MY HEROES AND heroines are here. The reader will recognize some of their names: Albert Camus, Nadezhda Mandelstam, Thomas Mann, Marcel Proust, Franz Kafka. Other names will be more obscure: Miguel de Unamuno, Georg Christoph Lichtenberg, Leszek Kolakowski, Golo Mann, Arthur Schnitzler, Witold Gombrowicz, Manès Sperber, Raymond Aron, Hans Sahl, Jean Prévost, Stefan Zweig. My intellectual bêtes noires are here too, and the same division might apply. Everyone has heard of Sartre, Brecht, Céline. Not everyone has heard of Georg Lukács, Robert Brasillach, Ernst Jünger, Louis Aragon. There is a category of super-villain easy to assess: Hitler, Stalin, Mao. But although Hitler and Stalin both talked like maniacs from the start, Mao was capable of something like human reason early in his career; a fact to remind us that the merely verbalizing villains—those benighted intellectuals who truckled to power—were not always without a spark of reason. It might have been better if they had been: they would have done less damage. As it happened, not even Sartre could be wrong all the time, although he tried hard. And there were heroes who were not always right: Thomas Mann, in his youth, was terrifically wrong about militarized nationalism, and part of his later anguish was that he had lived to see the destructive consequences of a passion that he had once believed to be self-evidently creative. George Orwell thought, and said, that the bourgeoisie was the enemy of the proletariat, until the practical evidence persuaded him that anyone who believed the two classes could not be reconciled was the deadly enemy of both. When we talk about the imponderables of life, we don’t really mean that we can’t ponder them. We mean that we can’t stop. Hence the conversation: a Sargasso of monologues that were all attracted to the noise.

Some of the voices are talking murder while thinking it to be medicine. Others, the blessed ones, are talking reason. Almost always it is because they know their own limitations. But unless they were born as saints, they had to find out they were not infallible by listening to the words of others.

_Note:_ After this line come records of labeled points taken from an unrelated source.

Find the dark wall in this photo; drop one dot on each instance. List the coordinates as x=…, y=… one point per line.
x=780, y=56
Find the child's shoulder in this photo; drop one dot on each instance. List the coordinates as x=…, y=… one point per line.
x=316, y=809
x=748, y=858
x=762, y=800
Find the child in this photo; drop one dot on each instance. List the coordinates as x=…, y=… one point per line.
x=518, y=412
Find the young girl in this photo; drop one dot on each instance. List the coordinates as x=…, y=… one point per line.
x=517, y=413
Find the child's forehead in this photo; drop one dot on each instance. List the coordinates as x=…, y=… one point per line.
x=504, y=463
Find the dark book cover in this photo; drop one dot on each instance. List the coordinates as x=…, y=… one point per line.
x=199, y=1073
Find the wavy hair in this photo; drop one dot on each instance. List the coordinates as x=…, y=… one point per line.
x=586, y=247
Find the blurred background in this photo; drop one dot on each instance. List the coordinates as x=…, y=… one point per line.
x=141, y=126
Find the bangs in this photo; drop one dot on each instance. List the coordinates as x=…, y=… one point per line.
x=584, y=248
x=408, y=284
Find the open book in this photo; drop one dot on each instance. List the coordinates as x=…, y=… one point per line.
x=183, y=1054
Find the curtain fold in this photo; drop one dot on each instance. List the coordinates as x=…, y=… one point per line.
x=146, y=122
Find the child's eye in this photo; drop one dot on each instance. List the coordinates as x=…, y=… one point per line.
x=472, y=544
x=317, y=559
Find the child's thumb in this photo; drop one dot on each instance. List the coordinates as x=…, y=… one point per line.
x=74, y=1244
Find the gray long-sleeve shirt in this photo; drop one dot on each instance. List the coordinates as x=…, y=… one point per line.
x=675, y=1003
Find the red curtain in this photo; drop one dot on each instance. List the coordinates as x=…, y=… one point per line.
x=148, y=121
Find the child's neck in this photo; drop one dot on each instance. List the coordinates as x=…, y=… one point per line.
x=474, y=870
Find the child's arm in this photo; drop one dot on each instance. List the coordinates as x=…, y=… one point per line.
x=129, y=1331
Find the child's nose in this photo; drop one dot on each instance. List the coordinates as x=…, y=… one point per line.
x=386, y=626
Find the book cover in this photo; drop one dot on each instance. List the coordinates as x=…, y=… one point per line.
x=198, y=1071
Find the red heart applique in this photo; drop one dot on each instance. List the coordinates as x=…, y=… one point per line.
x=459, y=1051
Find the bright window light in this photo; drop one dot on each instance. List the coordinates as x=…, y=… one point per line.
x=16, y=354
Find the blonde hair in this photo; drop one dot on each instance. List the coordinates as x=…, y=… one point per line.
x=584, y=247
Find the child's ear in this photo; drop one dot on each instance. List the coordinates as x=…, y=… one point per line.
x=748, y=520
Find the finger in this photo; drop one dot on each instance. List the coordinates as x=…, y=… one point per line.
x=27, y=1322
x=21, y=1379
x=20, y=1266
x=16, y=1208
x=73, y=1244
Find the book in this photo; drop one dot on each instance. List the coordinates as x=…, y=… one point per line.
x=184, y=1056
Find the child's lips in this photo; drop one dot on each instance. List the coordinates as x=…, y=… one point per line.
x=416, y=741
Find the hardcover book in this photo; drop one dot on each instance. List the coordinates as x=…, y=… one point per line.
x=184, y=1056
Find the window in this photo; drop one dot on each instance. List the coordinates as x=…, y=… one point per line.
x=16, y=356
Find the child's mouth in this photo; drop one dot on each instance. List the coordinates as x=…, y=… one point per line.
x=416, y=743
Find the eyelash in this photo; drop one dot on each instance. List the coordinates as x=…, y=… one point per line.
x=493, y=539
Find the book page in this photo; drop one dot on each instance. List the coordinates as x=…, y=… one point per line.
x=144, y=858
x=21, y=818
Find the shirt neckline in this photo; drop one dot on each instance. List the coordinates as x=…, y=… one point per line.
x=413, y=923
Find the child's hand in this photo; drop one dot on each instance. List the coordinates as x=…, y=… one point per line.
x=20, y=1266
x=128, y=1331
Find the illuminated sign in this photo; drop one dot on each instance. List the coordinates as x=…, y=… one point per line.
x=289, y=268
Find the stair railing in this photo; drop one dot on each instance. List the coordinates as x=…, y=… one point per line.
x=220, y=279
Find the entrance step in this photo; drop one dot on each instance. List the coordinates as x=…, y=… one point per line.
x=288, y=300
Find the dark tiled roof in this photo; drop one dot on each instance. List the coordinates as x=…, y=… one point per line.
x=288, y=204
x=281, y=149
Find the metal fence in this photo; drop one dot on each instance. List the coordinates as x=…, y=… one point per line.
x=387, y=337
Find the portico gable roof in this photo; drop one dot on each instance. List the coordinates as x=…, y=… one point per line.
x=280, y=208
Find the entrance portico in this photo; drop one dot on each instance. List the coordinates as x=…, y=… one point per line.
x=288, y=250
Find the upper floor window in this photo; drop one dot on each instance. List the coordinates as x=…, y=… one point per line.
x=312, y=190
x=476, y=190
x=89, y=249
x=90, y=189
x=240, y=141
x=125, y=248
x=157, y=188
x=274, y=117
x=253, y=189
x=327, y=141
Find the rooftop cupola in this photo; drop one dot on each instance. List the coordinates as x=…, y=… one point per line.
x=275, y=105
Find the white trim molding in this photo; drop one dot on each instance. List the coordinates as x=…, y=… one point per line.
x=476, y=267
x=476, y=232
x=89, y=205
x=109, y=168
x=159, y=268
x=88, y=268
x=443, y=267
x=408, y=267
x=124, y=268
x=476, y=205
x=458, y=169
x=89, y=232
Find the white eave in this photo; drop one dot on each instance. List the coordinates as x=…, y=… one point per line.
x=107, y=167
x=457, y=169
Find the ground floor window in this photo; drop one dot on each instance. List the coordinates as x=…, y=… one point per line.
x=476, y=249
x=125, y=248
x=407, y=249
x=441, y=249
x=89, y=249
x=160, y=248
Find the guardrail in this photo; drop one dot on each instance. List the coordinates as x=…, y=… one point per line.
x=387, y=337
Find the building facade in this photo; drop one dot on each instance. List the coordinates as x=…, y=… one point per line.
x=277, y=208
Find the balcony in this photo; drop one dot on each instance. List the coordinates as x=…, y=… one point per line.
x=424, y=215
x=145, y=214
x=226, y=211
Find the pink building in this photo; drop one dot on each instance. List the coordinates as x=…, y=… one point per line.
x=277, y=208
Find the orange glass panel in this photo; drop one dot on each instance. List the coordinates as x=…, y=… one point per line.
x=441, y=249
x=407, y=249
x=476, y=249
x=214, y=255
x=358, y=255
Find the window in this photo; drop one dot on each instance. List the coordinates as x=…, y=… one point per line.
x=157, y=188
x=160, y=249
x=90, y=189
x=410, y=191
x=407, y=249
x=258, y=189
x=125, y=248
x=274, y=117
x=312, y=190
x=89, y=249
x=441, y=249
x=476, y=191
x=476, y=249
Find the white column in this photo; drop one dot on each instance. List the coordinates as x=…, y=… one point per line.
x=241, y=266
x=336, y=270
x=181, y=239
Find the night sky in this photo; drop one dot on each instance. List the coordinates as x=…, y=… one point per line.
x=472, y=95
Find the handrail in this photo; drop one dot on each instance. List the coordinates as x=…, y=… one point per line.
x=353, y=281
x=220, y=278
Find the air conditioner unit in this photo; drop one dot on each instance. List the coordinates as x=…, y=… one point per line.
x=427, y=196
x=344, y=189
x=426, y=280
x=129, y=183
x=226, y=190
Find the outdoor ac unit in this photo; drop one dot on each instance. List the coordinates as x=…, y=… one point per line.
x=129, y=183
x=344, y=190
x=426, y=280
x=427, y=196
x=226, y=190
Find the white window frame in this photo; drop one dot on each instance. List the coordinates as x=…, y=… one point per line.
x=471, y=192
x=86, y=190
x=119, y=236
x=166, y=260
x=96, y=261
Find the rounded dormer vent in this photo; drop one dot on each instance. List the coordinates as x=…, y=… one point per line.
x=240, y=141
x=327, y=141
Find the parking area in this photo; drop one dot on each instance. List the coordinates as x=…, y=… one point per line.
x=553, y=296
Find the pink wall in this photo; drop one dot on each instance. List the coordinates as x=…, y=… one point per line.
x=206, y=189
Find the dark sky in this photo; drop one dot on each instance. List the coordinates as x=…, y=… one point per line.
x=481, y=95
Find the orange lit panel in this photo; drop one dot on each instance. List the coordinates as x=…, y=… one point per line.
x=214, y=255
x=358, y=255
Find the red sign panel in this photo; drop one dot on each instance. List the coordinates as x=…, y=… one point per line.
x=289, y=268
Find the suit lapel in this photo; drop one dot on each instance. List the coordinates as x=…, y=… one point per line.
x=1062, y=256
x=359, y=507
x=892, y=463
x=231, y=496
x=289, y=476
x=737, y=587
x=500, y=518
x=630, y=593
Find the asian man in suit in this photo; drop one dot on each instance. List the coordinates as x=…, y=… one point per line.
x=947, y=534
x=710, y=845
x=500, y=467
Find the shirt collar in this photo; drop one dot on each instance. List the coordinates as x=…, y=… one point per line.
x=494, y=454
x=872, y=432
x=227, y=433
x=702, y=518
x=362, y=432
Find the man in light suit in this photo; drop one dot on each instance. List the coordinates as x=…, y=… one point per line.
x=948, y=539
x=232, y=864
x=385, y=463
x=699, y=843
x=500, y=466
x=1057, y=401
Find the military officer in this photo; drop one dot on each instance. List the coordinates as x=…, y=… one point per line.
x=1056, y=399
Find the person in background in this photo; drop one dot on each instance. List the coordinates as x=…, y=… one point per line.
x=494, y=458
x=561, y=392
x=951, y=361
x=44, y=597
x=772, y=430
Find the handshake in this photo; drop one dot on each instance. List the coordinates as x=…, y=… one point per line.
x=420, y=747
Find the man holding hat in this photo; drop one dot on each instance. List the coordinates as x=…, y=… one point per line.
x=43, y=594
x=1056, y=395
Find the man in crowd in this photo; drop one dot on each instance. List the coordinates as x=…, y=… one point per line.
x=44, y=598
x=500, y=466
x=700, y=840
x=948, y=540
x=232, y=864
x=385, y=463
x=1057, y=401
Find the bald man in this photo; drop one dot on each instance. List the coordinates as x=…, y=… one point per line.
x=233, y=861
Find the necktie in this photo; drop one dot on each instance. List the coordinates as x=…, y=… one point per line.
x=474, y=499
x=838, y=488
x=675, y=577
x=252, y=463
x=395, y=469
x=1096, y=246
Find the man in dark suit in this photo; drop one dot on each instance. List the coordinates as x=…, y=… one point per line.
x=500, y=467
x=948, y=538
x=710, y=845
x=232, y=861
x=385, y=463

Most of the words were written down, and most of the listening was done by reading. Certainly it was in my case, during all those intervals in a busy life when I escaped to be alone in the café, and found that I was never alone for a moment. Because, as a journalist and television presenter, I travelled professionally for more than twenty years on end, the café was in many different cities: Sydney, London, Cambridge, Edinburgh, Florence, Rome, Venice, Paris, Biarritz, Cannes, Berlin, Munich, Vienna, Moscow, Madrid, Tokyo, Kyoto, Hiroshima, Bombay, Shanghai, Hong Kong, Singapore, Cairo, Jerusalem, Valletta, Los Angeles, San Francisco, New York, Chicago, Miami, Mexico City, Havana, Rio, Buenos Aires, Auckland, Wellington, Perth, Melbourne, Adelaide, Brisbane and Sydney again. But the café table always looked the same once I had piled it high with books. Out of the pages they came: those who thought they were wise and those who really were. So many of the first, and so very few of the second. Just enough, however, to make me thankful to have lived, and want to join them. If this book makes the reader want the same, it will have done its work. What I propose is a sum of appreciations that includes an appreciation of their interdependence: a new humanism. If I could put it into a sentence, I would say that it relies on the conviction that nothing creative should be excluded for the sake of any other conviction. Another way of putting it is this book.